I began by reading in and inspecting my data, using various bar chart and heatmaps. During this step, I made sure to analyze the amount of missing values we had in each feature. Next, I analyzed features and their correlations and relationships with price and other features. I then cleaned my data by dropping unneeded columns, dealing with empty values, looking for multicollinearity, eliminating outliers, and finally replacing nominal categorical data with numbers. I added some features and then created my models, incorporating Lasso Regression and Ridge Regression and an analysis of the coefficients they created. Lastly, I explained my insights and conclusions.

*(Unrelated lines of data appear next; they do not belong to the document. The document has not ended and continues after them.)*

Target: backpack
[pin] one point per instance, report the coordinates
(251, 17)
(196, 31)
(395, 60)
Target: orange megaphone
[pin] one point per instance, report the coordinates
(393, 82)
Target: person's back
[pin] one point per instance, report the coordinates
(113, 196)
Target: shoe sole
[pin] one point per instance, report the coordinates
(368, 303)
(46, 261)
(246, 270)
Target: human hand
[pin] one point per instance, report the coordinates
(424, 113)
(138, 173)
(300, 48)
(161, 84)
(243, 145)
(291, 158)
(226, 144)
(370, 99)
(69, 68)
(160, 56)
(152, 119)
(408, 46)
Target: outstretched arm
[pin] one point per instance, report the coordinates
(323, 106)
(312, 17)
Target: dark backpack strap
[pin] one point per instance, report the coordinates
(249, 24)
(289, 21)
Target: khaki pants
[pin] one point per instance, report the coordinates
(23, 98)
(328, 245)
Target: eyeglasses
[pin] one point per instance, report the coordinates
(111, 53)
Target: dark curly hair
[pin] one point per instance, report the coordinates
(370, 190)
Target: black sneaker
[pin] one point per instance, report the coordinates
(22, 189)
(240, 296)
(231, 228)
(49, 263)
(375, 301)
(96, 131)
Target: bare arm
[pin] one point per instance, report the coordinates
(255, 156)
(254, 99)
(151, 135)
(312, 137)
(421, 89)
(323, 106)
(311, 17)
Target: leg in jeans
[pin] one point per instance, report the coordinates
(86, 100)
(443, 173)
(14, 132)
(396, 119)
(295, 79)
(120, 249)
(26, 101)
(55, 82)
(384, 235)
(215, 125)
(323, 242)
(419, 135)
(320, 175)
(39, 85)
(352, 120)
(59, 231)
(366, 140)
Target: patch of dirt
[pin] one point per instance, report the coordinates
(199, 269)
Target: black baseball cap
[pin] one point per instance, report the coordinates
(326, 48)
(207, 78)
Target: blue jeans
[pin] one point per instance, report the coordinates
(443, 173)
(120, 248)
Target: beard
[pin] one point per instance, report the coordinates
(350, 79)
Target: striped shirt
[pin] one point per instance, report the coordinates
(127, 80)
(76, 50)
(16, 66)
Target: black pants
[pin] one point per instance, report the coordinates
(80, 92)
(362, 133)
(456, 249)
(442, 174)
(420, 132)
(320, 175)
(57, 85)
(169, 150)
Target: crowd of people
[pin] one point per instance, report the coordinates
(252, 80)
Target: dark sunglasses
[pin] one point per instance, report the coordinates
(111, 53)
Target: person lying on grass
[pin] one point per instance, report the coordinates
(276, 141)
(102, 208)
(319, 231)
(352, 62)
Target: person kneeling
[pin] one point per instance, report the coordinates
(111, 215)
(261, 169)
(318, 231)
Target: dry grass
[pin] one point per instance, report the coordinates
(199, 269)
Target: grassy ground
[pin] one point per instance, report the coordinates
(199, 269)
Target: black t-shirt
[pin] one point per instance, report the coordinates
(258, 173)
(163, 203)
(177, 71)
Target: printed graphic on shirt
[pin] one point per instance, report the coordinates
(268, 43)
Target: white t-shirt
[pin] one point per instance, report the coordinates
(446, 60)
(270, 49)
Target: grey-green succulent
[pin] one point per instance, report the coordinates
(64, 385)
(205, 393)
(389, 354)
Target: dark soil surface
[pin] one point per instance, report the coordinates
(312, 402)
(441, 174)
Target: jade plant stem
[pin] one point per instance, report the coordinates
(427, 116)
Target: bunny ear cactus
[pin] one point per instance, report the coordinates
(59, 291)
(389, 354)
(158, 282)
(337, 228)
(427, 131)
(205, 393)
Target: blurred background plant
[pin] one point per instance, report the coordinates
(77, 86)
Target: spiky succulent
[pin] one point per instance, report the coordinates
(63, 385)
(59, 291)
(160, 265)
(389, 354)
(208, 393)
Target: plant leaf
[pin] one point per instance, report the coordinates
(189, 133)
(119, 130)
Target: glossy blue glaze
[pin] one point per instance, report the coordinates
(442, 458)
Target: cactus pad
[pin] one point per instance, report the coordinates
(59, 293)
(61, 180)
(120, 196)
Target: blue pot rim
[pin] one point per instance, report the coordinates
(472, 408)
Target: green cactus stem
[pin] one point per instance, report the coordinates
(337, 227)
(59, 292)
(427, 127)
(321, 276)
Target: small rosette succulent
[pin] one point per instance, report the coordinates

- Load in and Inspect the Data
- Examine Features
- Clean Data
- Drop Unneccessary Columns
- Deal with NaN Values
- Look for Multicollinearity
- Remove outliers
- Replace Nominal Categorical Data with Numbers
- Feature engineering
- Interaction Features
- Remove more Features
- Save Clean Data
- Model
- Read in Clean Data
- Create X and y
- Model with Standard Scaler and Ridge with OHE
- Model with Standard Scaler and Lasso with OHE
- Categorical Column Transformation with Dummies
- Model with Standard Scaler and Ridge with Dummies
- Model with Standard Scaler and Lasso with Dummies
- Conclusion
The data dictionary with feature descriptions: http://jse.amstat.org/v19n3/decock/DataDocumentation.txt
Kaggle Model: Both the Lasso and the Ridge model performed very well, but Lasso ended up being the best model with an R^2 score of about .92, suggesting the model explains about 92% of the variance in sales price for the training data.
Business Recommendations: Based on initial analysis and the coefficients of the models used for the Kaggle Competition, it appears homebuyers should look for homes that have a good quality score, have high square footage, and are located good neighborhoods, such as in Northridge, Stone Brook, or Northridge Heights.